Another way that you can switch stance and also create some distance from your opponent is to pivot on your back foot. Start by pivoting on your back foot, keeping your lead foot stationary. This will be the foot that you will eventually move to the other side. You can keep yourself extra safe while doing this by leaving your lead arm out as a post or frame to measure the distance and switching off hands when your stances switch. 

If you want to do this but actually close the distance there are actually two methods of doing this. The first is similar to the last method we talked about but instead of pivoting back on the rear foot, you are going to pivot forward on the lead foot. This will bring your rear foot forward and allow you to cover the distance and end up in the opposite stance. Since this is bringing you closer to your opponent it is good to switch your stance with the lead hand out in a long guard or measure position so you can maintain a safe distance even while chasing. 

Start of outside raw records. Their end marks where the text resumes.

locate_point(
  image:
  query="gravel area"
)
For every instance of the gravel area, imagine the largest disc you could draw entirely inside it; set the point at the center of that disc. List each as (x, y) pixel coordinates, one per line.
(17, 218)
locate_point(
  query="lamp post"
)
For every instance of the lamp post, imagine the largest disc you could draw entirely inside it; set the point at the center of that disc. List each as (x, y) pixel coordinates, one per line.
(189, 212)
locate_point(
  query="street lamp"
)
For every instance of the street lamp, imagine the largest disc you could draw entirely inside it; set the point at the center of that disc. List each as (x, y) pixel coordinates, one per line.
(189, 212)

The other way to close distance while switching your stance is to do it while throwing a punch, this is known as shifting or using shifting punches. For example, if you are in an orthodox stance with your right hand in the rear and you throw a hook with that hand, let the momentum take that right leg forward so that when the blow lands you end up in an opposite stance. 

Shifting is a great way to chase down your opponent and is more often than not done off of rear-hand strikes. You can even chain shift together to switch stance multiple times and cover a massive amount of distance. 

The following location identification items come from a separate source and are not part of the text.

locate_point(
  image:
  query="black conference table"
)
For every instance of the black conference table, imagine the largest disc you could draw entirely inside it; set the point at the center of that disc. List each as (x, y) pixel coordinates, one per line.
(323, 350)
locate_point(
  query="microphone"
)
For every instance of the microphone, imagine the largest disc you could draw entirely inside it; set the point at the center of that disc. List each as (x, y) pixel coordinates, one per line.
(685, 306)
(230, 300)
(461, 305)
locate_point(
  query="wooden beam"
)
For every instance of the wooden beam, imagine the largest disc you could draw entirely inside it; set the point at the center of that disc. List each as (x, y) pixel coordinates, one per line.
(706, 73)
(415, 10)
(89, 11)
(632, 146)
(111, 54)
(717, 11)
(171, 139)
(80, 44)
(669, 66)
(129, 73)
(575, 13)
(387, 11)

Aside from getting you to switch your stance, this is also a great way to put power into your punches. 

Former UFC veteran and combat coach Duane "Bang" Ludwig is here with his SWITCH SERIES from DynamicStriking.com!

How to switch stance in boxing

It's important to practice switching your stance in a controlled environment, such as during training or sparring, before using it in a fight. This will help you build up the muscle memory and coordination necessary to switch your stance quickly and effectively.

When switching your stance, it's also important to maintain a good defensive posture and keep your guard up at all times, as you will be vulnerable to counterattacks during the transition.

Famous Boxers Who Use the Switch

With al lthat said here are a few switch-stance boxers that you should know of. If you’re interested in learning how to switch your stance, watching tape and studying these fighters is definitely something you should look into. 

The late great Marvelous Marvin Hagler is definitely one that you should look into if you want to switch your stance. Originally a southpaw, Hagler was forced to learn how to fight from Orthodox so that he could find more opponents. This led to him becoming dangerous from both stances by the time he turned professional. 

Another great boxer you would want to look into for stance switching in boxing is Roy Jones Jr. A former four-weight world champion, Jones was known for his exceptional hand speed and his ability to switch from an orthodox to a southpaw stance. On top of that his explosive and unorthodox style made him so awkward that his opponents wouldn’t even notice the stance switches. 

If you want some examples of stance switching outside of boxing, Duane Ludwig and his protege, former UFC bantamweight champion TJ Dillashaw are great examples of fighting out of both stances, especially when it comes to switching using shifting strikes.